TDD Phase 2: These tests define the expected behavior of Pipeline.
All tests should FAIL until implementation is complete.
"""
import pytest
import numpy as np

# This import will fail until implementation exists
try:
    from aurora.pipeline import Pipeline
    from aurora.filters import Filter, FilterChain
except ImportError:
    Pipeline = None
    Filter = None
    FilterChain = None
    pytestmark = pytest.mark.skip(reason="Pipeline not yet implemented")


class TestPipelineCreation:
    """Tests for Pipeline creation"""

    def test_empty_pipeline(self):
        """Create empty pipeline"""
        p = Pipeline()
        assert len(p) == 0

    def test_pipeline_repr(self):
        """Pipeline has useful repr"""
        p = Pipeline()
        assert "Pipeline" in repr(p)
        assert "0 steps" in repr(p)


class TestPipelineImmutability:
    """Tests for Pipeline immutability"""

    def test_rename_returns_new_pipeline(self):
        """rename_fields returns new Pipeline"""
        p1 = Pipeline()
        p2 = p1.rename_fields({"a": "b"})

        assert p1 is not p2
        assert len(p1) == 0
        assert len(p2) == 1

    def test_filter_returns_new_pipeline(self):
        """filter returns new Pipeline"""
        p1 = Pipeline()
        p2 = p1.filter(Filter("x", "==", 1))

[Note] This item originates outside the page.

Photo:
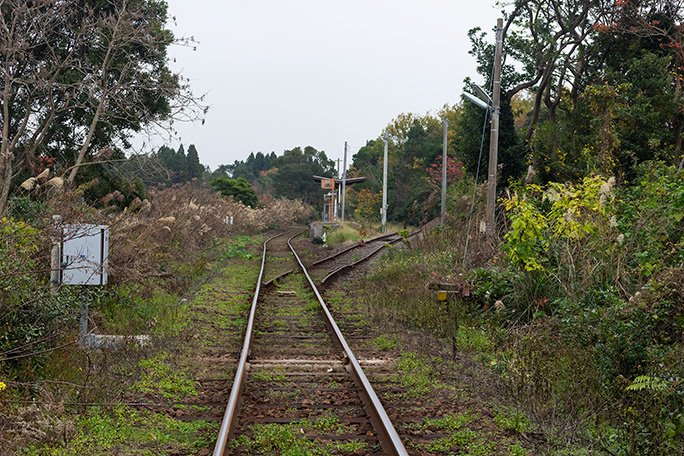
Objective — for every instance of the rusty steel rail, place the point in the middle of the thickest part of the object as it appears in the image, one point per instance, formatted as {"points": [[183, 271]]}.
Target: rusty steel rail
{"points": [[355, 246], [388, 437], [344, 267], [230, 414]]}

        assert p1 is not p2
        assert len(p1) == 0
        assert len(p2) == 1

    def test_chaining_creates_new_pipelines(self):
        """Each chain operation creates new Pipeline"""
        p1 = Pipeline()
        p2 = p1.rename_fields({"a": "b"})
        p3 = p2.filter(Filter("x", "==", 1))
        p4 = p3.convert_arrays()

        assert len(p1) == 0
        assert len(p2) == 1
        assert len(p3) == 2
        assert len(p4) == 3


class TestPipelineRenameFields:
    """Tests for rename_fields operation"""

    def test_rename_single_field(self):
        """Rename a single field"""
        pipeline = Pipeline().rename_fields({"old": "new"})
        result = pipeline.apply([{"old": 1, "other": 2}])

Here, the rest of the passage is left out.